My wife loves IRON AND WINE. If she could write a soundtrack to a movie it would definitely include at least two songs by him. There are fewer things more certain in life than her love for Samuel Bean. But this post is less about the band than the song itself that I landed on for this episode of "Hitting Shuffle" because I had never actually listened to it prior to writing about it. This is somewhat difficult trying to capture an instant response to something that you are experiencing for the first time.
"Pagan Angel and a Borrowed Car" off of "The Sheperd's Dog" album is a quasi blues shuffle with Bean's usual hushed vocals. The acoustic guitar is the anchor of the song with a soft piano (I think) accompaniment that seems as if it was recorded live. The addition of a cello at the halfway point creates a melancholy tonal shift that at first is not really noticeable until you really pay attention during the bridge.

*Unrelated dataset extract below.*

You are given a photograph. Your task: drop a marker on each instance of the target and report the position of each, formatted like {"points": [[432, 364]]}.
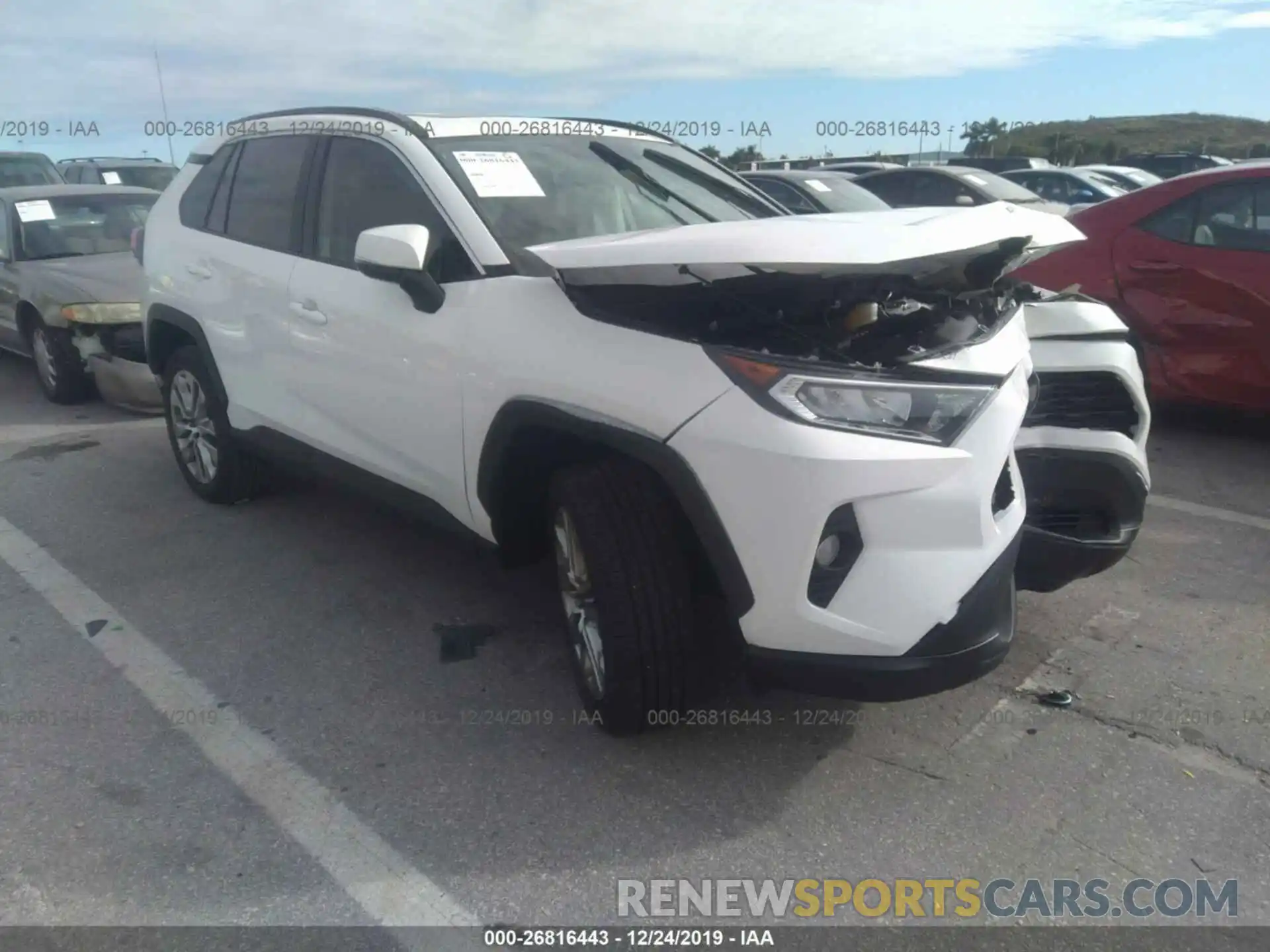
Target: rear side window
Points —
{"points": [[365, 186], [1174, 222], [266, 186], [892, 190], [198, 196]]}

(note: I had to cheat and look up the lyrics to see what the hell he was talking about). Bean recalls a lot of Paul Simon in his lyrical takes on things. He is awfully abstract but has said on more than one occasion that this record was meant as his take on politics in America. The song seems to be a dig at the leadership of the time with the couplet, "When they caught the king beneath the borrowed car, righteous, drunk and fumbling for the keys."
I can see why so many get so excited about his work. It has depth and passion. It has the same lyrical beauty of Dylan but without the hype. Not bad for a Sunday afternoon discovery.